1610.07605
The inner structure of early-type galaxies in the Illustris simulation
Xu, Sprintel, Sluse, et al
Early-type galaxies provide unique tests for the predictions of the CDM cosmology and the baryonic physics assumptions entering models for galaxy formation. In this work, use the Illustris sim to study correlations of 3 main properties of early-type galaxies, namely, the stellar orbital anisotropies, the central dark matter fractions and the central radial density slopes, as well as their redshift evolution since z=1.0. Find that lower-mass galaxies or galaxies at higher redshift tend to be bluer in rest-frame colour, have higher central gas fractions, and feature more tangentially anisotropic orbits and steeper central density slopes than their higher-mass or lower-z counterparts, respectively.
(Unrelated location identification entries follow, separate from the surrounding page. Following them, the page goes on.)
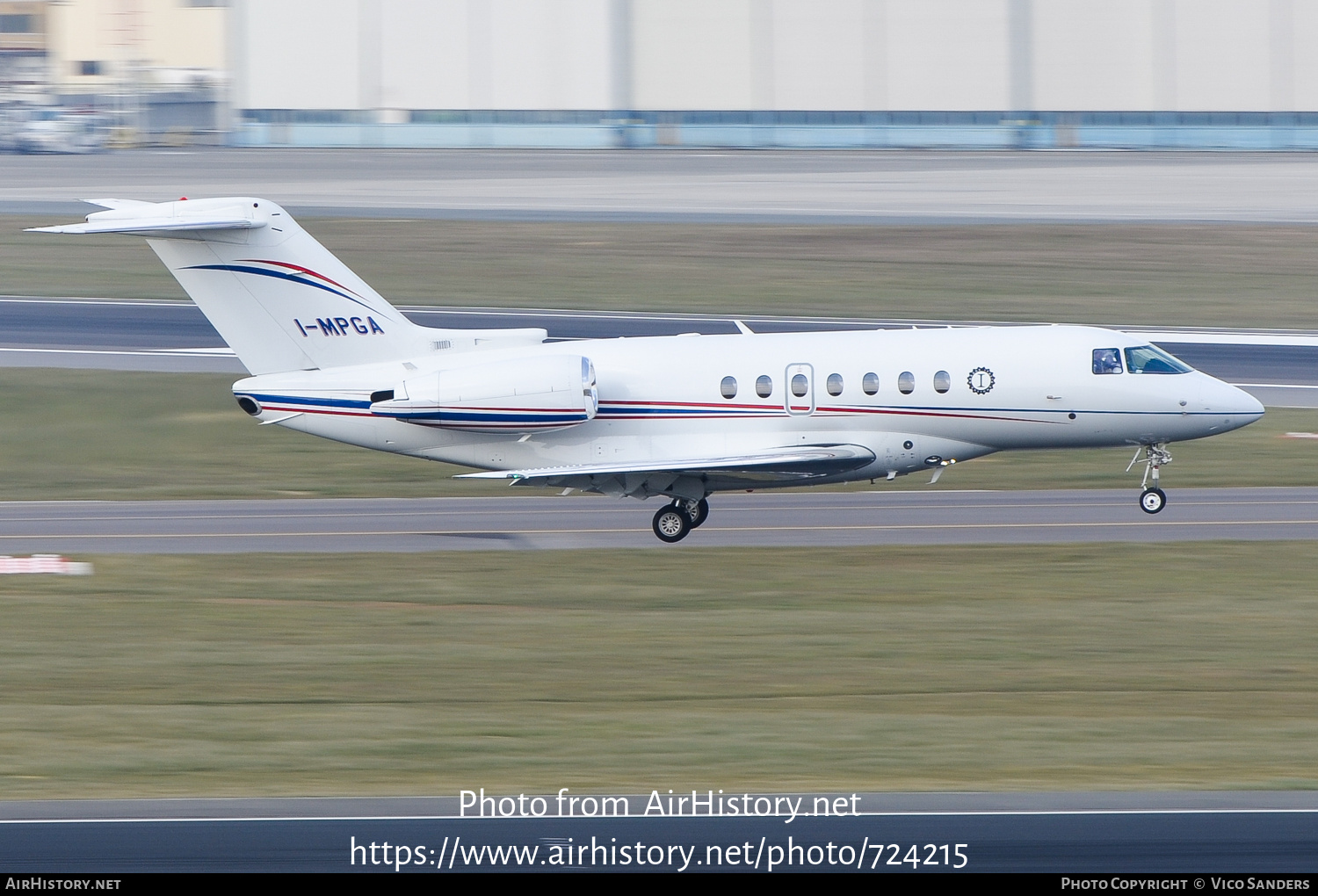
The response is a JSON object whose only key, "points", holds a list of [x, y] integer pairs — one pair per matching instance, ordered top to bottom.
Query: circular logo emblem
{"points": [[981, 381]]}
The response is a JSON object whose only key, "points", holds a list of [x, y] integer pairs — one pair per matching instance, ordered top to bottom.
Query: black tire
{"points": [[1152, 501], [696, 510], [671, 524]]}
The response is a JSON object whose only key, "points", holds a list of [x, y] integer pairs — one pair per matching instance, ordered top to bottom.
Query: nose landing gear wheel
{"points": [[1152, 501], [698, 511], [671, 524]]}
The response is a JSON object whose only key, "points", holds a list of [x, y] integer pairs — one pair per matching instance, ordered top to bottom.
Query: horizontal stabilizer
{"points": [[116, 203], [181, 216], [150, 226]]}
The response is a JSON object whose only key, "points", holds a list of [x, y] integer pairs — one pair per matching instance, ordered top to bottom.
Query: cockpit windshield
{"points": [[1149, 358]]}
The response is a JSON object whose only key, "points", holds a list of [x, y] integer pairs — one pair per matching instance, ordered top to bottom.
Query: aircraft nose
{"points": [[1235, 405]]}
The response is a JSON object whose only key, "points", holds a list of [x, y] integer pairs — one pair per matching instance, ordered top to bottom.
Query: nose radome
{"points": [[1225, 398]]}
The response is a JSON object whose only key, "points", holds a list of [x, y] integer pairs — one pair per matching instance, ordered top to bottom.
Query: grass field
{"points": [[1156, 274], [105, 435], [1086, 667]]}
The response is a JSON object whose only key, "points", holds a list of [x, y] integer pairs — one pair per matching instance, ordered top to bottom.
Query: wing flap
{"points": [[793, 463]]}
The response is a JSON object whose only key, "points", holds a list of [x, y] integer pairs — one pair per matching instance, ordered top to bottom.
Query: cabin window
{"points": [[1149, 358], [1107, 360]]}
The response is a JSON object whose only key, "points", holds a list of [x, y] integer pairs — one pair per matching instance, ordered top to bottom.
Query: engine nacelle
{"points": [[532, 394]]}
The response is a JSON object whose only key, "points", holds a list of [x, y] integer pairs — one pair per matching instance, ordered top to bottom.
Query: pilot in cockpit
{"points": [[1107, 360]]}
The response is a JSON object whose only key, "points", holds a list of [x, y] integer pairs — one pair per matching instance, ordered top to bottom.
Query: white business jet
{"points": [[680, 416]]}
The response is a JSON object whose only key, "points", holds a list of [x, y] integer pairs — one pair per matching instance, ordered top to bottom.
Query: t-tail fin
{"points": [[279, 298]]}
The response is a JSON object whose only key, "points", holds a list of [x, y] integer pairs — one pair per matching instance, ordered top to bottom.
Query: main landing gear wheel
{"points": [[1152, 501], [696, 510], [671, 524]]}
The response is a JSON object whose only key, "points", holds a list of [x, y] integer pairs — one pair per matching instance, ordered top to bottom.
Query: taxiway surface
{"points": [[785, 186], [1278, 366], [738, 519]]}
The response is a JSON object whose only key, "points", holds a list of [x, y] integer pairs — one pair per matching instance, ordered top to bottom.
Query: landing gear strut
{"points": [[1152, 498], [696, 510], [675, 521]]}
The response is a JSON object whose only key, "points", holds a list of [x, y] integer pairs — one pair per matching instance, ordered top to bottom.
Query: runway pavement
{"points": [[798, 186], [1278, 366], [737, 519]]}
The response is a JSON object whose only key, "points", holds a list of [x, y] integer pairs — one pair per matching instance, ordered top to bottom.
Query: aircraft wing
{"points": [[682, 476]]}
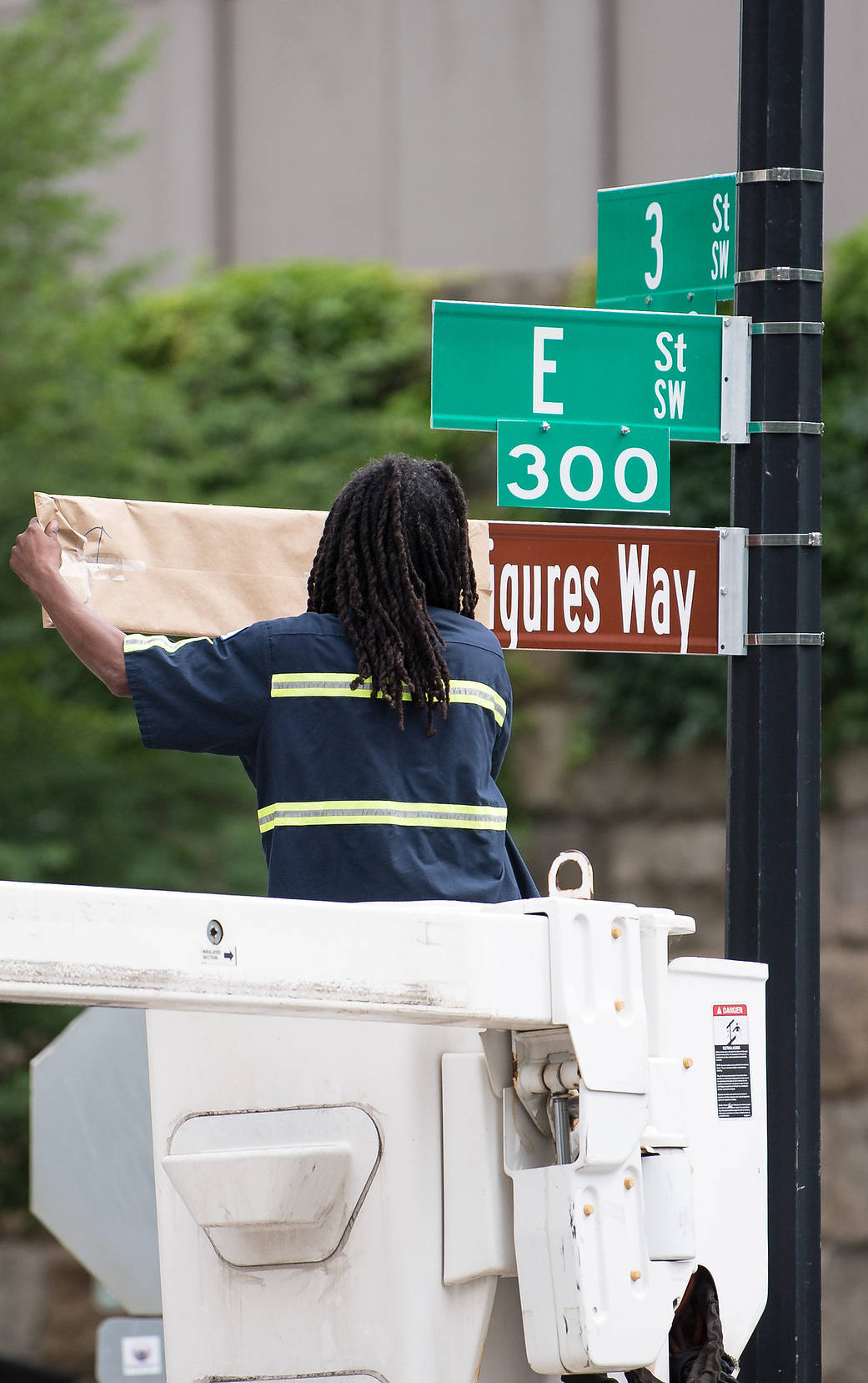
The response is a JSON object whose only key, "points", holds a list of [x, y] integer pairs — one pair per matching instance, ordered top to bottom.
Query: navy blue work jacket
{"points": [[350, 807]]}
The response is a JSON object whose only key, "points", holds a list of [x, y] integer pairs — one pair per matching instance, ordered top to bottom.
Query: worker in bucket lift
{"points": [[374, 727]]}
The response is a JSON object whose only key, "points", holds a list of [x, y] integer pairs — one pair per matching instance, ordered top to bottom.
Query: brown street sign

The projected central DM fraction within the effective radius shows no significant mass dependence but positively correlates with galaxy effective radii due to the aperture effect. The central density slopes obtained in the simulation by combining SL measurements with single aperture kinematics are found to be shallower than the true density slopes. Identify systematic biases in this measurement due to 2 common modelling assumptions, isotropic stellar orbital distributions and power-law density profiles. Also compare the properties of early-type galaxies in Illustris to those from the SLACS, SL2S and BOSS surveys, ending in general broad agreement but also some tension, which appears to be mostly caused by too large galaxy sizes in Illustris.